ウェルカム宇宙特急


                           月野 一匠



1 夜明け


 暗闇の中で、地球がゆっくり東へ回り込んでいくのが、ぼくには感覚でわかる。じっと座ったまま、山といっしょに前へのめっていくぼくたち。白んできた東のかなたの空から、ご来光の輝きが、サアーッと両目の瞳孔に差し込んだ。
(とうとう七夕の日がやって来た。ぼくたち地球の鉄道ファンが待ちに待った日が、ついに来たのだ。)
 胸の奥まで注ぐ、すがすがしい朝一番の光。まぶしく照らされて、すぐ左手に浮かび上がる険しい尾根。あのずうーっと向こうに、めざす赤岳の山頂がある。
「おはよう」
「おはよう」
 互いに交わす挨拶で、にわかに活気づく周辺。
 さあ、山が目を覚ました。ぼくたちも出発だ。
 周りに人々の渦ができては、尾根道に引っ張られるように、一本の列に変わっていく。
「しゅっぱぁーつ」
 ぼくたちのグループも、待ちかねたように登坂を開始した。
 本当に長かった。これまでずいぶん待ったけれど――でも、もう長い道のりの九合目あたりに、ぼくたちはいる。



2 ニュース


 今年の元日の朝、K座564星の宇宙鉄道センターから発表されたビッグ・ニュースに、地球の鉄道ファンは、思わず歓声をあげた。
「宇宙特急、七月七日にあいついで地球を訪問。」
 一〇〇万光年あるいは一億光年離れた銀河間を超光速で走り抜ける二つの宇宙特急――宇宙方位南行き特急列車オルデーラ号と、宇宙方位北行き特急列車ヨハンナル号が、七月七日の夜、あいついで地球にやって来るというのである。
「夢ではないのか?」
と、ニュースを聞いたとき、ぼくは耳を疑い、身ぶるいした。本当だとしたら、これはすごいお年玉だぞ。――ぼくの胸は、がぜん高鳴った。
 だって、宇宙特急は、地球にとってはまだ手の届かない夢の技術、ただ仰ぎ見るだけのあこがれの乗り物だからだ。
 学校が始まってからも、ぼくの頭の中は宇宙特急のことでいっぱいだった。いや、ぼくだけじゃない。
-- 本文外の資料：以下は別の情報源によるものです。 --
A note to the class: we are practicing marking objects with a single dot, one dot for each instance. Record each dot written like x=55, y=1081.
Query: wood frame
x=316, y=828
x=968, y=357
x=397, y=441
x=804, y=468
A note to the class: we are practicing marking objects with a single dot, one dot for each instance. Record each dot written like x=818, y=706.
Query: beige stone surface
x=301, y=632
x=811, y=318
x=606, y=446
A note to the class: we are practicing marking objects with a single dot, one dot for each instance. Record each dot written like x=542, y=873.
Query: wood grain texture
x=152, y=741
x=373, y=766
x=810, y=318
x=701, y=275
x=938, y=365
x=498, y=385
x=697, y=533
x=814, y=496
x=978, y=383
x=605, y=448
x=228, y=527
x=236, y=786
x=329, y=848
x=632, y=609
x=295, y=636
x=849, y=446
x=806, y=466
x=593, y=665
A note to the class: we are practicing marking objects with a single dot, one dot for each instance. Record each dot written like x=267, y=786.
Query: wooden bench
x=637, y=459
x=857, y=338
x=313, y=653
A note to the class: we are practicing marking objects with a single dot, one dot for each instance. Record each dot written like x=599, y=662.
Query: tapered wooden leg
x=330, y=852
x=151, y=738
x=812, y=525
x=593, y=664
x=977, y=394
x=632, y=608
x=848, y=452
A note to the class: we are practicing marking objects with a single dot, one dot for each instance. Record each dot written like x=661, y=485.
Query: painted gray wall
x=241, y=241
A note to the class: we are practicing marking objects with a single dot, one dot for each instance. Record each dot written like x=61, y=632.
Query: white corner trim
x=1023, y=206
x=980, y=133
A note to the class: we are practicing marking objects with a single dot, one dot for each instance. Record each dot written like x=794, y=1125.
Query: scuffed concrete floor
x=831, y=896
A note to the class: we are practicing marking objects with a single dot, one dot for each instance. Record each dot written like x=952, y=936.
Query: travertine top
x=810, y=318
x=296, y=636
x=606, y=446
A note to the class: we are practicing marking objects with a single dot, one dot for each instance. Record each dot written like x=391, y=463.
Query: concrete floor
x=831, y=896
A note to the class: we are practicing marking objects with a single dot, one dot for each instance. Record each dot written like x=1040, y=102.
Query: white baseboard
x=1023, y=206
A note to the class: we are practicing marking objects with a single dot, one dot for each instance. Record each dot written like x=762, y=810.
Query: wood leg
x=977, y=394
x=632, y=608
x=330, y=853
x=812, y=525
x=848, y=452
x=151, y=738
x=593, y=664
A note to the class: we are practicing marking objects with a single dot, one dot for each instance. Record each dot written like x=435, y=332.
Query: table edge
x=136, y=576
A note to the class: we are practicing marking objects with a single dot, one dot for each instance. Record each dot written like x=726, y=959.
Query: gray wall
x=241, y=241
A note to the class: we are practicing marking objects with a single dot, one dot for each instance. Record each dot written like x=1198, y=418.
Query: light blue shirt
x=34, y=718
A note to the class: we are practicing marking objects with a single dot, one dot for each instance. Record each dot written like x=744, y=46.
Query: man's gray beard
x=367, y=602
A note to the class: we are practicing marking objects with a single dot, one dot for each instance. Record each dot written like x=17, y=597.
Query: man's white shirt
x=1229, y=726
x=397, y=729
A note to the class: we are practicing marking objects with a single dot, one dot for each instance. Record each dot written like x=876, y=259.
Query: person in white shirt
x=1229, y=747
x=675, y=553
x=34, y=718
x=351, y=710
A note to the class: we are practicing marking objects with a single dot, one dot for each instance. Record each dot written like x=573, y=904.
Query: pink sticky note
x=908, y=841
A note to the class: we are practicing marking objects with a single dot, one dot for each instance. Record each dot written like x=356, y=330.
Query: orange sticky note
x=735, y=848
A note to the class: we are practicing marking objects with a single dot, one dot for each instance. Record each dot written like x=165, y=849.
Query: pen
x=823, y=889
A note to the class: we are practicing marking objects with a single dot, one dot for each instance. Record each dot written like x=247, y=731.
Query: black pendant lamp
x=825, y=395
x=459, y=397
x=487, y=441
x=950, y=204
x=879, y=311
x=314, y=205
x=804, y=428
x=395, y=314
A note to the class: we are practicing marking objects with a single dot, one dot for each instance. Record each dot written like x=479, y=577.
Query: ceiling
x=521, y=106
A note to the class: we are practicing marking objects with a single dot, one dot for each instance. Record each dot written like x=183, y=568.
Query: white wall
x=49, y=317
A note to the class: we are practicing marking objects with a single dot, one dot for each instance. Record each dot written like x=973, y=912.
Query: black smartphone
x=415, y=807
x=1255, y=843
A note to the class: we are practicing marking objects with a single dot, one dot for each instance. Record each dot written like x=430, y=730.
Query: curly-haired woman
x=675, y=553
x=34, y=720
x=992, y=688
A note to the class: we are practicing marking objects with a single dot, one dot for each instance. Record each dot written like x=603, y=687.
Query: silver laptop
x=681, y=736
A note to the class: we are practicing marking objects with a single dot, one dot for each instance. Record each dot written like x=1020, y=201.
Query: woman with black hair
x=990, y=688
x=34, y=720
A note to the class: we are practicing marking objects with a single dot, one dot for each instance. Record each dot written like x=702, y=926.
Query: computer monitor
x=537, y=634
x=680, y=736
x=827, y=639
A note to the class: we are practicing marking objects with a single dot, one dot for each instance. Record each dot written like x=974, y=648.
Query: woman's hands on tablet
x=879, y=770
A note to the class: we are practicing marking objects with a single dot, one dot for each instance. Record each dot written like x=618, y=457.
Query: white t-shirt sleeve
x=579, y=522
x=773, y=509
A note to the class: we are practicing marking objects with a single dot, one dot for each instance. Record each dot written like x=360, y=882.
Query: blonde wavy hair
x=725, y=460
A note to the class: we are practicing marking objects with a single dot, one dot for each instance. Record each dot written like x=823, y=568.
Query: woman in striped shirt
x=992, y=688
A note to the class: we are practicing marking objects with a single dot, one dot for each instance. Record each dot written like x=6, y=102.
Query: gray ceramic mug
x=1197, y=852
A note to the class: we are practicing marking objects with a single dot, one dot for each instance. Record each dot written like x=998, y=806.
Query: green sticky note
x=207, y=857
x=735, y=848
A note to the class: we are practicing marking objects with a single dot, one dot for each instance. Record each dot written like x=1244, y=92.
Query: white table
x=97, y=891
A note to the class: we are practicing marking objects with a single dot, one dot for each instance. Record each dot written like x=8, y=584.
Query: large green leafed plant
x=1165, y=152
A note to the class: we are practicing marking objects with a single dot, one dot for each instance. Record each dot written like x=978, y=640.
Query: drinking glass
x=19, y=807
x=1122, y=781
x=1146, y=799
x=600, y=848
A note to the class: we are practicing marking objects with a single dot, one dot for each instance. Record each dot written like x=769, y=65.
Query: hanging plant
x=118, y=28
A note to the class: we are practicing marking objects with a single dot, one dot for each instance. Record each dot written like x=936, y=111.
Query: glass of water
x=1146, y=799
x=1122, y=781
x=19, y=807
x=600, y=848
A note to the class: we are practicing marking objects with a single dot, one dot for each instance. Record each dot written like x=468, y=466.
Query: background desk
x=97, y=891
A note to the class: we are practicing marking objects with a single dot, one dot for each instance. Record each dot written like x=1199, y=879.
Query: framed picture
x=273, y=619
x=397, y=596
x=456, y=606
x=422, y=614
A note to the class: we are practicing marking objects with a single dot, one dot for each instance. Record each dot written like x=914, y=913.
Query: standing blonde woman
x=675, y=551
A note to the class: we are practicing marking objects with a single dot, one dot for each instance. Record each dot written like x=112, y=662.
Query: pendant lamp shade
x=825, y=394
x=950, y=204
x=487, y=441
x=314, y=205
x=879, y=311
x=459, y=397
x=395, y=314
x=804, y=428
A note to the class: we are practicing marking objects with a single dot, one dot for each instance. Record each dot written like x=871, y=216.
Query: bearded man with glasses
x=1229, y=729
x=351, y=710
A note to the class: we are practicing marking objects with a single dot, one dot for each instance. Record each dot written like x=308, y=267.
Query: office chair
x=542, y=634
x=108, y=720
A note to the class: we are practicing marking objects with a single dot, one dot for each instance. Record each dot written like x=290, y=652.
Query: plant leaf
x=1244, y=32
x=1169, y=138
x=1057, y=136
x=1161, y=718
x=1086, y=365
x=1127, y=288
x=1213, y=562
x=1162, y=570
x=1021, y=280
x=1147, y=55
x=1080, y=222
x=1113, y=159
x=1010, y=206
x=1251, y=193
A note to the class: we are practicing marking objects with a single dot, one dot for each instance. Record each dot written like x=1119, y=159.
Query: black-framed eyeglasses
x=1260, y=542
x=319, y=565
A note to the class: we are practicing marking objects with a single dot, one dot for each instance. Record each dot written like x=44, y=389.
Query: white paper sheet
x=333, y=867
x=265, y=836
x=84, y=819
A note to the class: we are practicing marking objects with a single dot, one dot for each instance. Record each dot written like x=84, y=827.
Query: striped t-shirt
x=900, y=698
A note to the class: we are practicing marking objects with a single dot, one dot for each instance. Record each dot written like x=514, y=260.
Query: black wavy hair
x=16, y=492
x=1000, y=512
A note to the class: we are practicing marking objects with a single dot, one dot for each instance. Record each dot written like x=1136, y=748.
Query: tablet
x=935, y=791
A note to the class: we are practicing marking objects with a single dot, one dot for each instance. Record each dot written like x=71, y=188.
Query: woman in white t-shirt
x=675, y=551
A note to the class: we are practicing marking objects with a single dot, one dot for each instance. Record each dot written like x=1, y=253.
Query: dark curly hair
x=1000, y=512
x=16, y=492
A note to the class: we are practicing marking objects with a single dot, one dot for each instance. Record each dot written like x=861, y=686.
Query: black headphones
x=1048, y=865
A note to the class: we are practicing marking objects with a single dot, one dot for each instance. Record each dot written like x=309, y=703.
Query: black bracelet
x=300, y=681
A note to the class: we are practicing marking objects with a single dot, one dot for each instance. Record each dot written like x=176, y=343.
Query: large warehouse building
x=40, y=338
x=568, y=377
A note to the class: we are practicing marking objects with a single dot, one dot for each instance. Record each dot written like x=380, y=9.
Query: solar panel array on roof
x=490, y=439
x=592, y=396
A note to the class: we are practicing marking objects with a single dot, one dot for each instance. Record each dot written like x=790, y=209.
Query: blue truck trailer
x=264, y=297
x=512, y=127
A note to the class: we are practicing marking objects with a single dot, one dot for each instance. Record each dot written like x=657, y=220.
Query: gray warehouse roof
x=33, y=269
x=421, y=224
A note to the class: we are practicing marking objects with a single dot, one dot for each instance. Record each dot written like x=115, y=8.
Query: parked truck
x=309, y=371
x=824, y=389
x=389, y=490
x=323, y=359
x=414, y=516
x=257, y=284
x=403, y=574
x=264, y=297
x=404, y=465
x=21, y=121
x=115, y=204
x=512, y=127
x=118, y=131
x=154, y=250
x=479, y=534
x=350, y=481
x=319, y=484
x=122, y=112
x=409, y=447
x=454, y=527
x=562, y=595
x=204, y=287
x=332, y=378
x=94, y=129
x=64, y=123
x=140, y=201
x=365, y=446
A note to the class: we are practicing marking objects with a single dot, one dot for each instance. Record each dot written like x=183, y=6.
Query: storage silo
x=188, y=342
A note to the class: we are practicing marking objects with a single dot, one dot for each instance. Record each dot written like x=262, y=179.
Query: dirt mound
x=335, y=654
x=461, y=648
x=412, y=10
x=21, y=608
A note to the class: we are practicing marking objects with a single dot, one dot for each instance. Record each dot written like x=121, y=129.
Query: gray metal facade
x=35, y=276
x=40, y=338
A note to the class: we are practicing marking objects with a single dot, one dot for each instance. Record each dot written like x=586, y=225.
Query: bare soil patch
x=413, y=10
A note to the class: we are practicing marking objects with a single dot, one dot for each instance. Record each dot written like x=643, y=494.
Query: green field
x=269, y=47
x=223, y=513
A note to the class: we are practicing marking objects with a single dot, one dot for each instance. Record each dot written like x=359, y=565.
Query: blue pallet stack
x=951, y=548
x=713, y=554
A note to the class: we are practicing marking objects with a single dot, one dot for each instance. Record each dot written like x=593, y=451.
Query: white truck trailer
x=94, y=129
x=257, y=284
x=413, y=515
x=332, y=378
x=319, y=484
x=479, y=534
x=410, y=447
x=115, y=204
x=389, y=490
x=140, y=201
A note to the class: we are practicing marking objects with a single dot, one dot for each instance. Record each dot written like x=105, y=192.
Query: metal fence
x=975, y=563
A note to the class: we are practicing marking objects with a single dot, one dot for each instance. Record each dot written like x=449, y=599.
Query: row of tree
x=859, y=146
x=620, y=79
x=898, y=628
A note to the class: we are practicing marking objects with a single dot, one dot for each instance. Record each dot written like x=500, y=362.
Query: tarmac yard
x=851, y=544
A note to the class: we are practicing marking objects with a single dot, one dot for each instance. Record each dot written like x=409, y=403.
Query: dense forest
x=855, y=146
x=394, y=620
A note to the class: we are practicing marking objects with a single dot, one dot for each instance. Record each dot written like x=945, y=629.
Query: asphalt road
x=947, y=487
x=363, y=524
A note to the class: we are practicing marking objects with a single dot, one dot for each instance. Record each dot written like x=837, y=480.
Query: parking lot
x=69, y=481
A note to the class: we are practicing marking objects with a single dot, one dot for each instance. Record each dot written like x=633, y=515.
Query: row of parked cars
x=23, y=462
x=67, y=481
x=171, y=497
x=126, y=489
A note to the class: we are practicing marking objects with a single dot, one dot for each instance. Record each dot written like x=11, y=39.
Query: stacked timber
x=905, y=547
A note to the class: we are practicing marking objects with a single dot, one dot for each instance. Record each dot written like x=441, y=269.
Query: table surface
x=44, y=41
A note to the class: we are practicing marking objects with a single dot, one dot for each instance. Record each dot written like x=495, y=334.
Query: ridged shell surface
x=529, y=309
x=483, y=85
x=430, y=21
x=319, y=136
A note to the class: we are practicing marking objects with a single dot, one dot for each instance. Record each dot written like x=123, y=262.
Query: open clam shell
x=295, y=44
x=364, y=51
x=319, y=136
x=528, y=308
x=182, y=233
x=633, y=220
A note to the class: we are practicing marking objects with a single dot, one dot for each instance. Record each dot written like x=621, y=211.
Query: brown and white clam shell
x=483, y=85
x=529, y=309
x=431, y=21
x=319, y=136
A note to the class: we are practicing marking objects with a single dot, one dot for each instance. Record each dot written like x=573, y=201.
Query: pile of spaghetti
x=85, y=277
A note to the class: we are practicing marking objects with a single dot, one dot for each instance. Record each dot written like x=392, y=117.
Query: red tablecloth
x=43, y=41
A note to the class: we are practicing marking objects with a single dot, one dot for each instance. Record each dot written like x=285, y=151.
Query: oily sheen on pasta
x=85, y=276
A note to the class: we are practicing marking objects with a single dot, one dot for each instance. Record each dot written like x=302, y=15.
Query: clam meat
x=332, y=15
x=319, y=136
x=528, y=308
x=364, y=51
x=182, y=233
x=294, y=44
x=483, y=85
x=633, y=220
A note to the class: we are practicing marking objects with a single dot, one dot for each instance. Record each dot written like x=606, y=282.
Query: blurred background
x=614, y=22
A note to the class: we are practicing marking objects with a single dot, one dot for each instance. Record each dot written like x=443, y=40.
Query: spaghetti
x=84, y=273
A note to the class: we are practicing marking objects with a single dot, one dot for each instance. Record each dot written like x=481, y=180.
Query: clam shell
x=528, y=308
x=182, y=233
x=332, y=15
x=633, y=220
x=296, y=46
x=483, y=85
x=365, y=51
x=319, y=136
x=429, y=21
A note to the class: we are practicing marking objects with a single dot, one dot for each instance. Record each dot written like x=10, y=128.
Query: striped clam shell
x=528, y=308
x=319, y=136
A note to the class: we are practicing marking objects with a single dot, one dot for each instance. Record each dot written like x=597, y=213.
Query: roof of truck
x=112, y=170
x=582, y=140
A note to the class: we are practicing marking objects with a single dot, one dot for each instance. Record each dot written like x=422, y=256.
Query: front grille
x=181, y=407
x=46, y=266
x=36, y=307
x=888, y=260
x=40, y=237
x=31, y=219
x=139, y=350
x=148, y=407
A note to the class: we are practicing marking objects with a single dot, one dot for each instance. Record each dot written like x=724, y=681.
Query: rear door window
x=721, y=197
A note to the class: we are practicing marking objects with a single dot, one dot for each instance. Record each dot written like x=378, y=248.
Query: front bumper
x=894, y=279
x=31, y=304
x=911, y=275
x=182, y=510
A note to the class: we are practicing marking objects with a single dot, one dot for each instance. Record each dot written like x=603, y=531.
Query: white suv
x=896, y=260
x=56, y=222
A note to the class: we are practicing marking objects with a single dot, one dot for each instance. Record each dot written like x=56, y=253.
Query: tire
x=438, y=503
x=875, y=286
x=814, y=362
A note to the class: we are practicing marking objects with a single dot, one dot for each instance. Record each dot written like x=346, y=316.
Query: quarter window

クラスのみんながそうだった――男子も女子も。
 ぼくたちは、宇宙鉄道についての自分たちの知識を豊かにするために、お互いに情報を集めては、持ち寄った。
 ぼくは、情報図書館で調べた『乗り物事典』の知識を、クラスの仲間に提供した。

「宇宙鉄道――出発地から目的の天体まで、軌道を自在にプログラム設定して、宇宙内を超光速の列車で結ぶ交通システム。」

 つまり、宇宙のどこへでも、思いのままに、目に見えないレールをつなげて、光よりも速い列車を走らせる鉄道――それが宇宙鉄道だ。そして、その宇宙鉄道を走る列車が、宇宙特急なのだ。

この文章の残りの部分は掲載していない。